Briefly: In our opinion, speculative short positions (full) in gold, silver and mining stocks are justified from the risk/reward point of view.
Today’s alert is once going to be short, because – just like it was the case on Monday - nothing really happened in the precious metals market yesterday – we saw a pause, which didn’t change the previous trends and all that we wrote on Monday remains up-to-date.
Still, let’s take a look at the size of the volume in gold (charts courtesy of http://stockcharts.com).
The volume was not as tiny as it had been on Monday, but it was still small. This continues to suggest that the next big move will be to the downside and that this week’s upswing was only a correction within a decline.
The volume on which mining stocks moved a bit higher was also relatively low, so once again it seems that the next big move will be to the downside.
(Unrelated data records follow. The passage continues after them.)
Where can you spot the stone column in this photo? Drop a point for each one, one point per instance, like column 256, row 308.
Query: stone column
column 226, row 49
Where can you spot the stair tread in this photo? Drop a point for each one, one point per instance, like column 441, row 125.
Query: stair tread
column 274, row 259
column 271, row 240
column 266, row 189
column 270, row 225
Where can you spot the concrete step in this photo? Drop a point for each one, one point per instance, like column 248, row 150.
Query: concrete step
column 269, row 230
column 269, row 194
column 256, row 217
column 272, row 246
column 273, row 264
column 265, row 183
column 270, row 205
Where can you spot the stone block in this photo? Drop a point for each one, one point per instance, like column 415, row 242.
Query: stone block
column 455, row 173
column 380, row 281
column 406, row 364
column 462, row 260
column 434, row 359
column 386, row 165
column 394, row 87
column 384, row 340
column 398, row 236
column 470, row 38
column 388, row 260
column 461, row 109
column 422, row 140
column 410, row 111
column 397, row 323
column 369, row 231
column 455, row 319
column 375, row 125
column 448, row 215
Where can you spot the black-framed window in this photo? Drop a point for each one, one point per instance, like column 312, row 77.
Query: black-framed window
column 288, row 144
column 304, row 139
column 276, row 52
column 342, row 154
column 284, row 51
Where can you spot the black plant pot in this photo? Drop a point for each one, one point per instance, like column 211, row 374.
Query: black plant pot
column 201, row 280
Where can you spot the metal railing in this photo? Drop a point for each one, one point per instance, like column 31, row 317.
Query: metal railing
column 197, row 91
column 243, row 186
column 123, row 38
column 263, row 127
As far as today’s price action is concerned, we’ve seen a move higher in both gold and silver, but only the latter moved more visibly (19 cents). Some market participants are expecting some dovish comments from the Fed, but we doubt that we will hear anything significant today. We do not expect to see an increase in the rates either. The most likely outcome is that we’ll see a temporary move higher (not much higher; it’s not possible to say how high exactly – perhaps it’s already over) based on the expectations of bullish comments from the Fed and once nothing really happens, the situation will reverse. In fact, it could be this uncertainty that’s been preventing the precious metals market from declining in the past several days.
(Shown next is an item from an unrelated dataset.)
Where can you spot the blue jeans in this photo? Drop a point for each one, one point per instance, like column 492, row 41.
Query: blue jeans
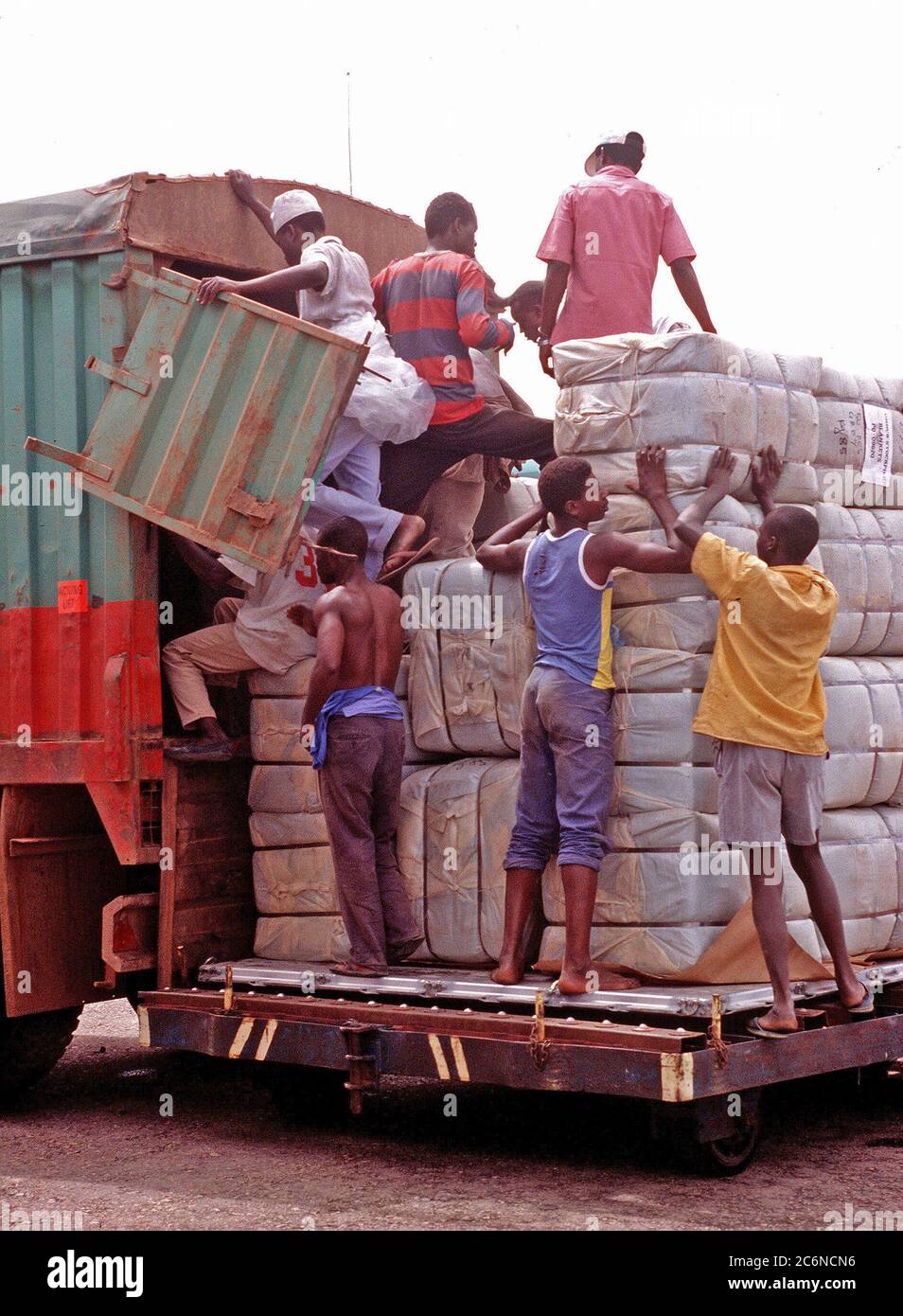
column 566, row 769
All in all, since nothing changed, we can summarize today’s alert just like we summarized yesterday’s issue:
Summing up, silver is likely to move much higher in the coming years and so do gold and mining stocks, however, it seems likely that we will see another big decline before seeing much higher prices. Last week’s reversals and silver, gold, mining stocks and the USD Index suggest that the decline is already underway, even though we can’t rule out another temporary move higher.
Consequently, we think that a short position (full) in gold, silver and mining stocks is justified from the risk to reward point of view. It’s rather unclear, but it seems that the decline should start within the next several days and the decline could remain in place for a few months (no market moves in a straight line and there will be corrections, though).
As always, we will keep you – our subscribers – updated.
To summarize:
Trading capital (our opinion): Short positions (full) in gold, silver and mining stocks are justified from the risk/reward perspective with the following stop-loss orders and initial target price levels:
- Gold: initial target price: $973; stop-loss: $1,304, initial target price for the DGLD ETN: $89.05; stop-loss for the DGLD ETN $47.15
- Silver: initial target price: $12.13; stop-loss: $18.05, initial target price for the DSLV ETN: $61.16; stop-loss for DSLV ETN $26.80
- Mining stocks (price levels for the GDX ETF): initial target price: $9.34; stop-loss: $24.07, initial target price for the DUST ETF: $5.72; stop-loss for the DUST ETF $1.74
In case one wants to bet on junior mining stocks' prices (we do not suggest doing so – we think senior mining stocks are more predictable in the case of short-term trades – if one wants to do it anyway, we provide the details), here are the stop-loss details and initial target prices:
- GDXJ ETF: initial target price: $14.13; stop-loss: $36.37
- JDST ETF: initial target price: $8.86; stop-loss: $2.27
Long-term capital (our opinion): No positions
Insurance capital (our opinion): Full position
Plus, you might want to read why our stop-loss orders are usually relatively far from the current price.
Please note that a full position doesn’t mean using all of the capital for a given trade. You will find details on our thoughts on gold portfolio structuring in the Key Insights section on our website.
As a reminder – “initial target price” means exactly that – an “initial” one, it’s not a price level at which we suggest closing positions. If this becomes the case (like it did in the previous trade) we will refer to these levels as levels of exit orders (exactly as we’ve done previously). Stop-loss levels, however, are naturally not “initial”, but something that, in our opinion, might be entered as an order.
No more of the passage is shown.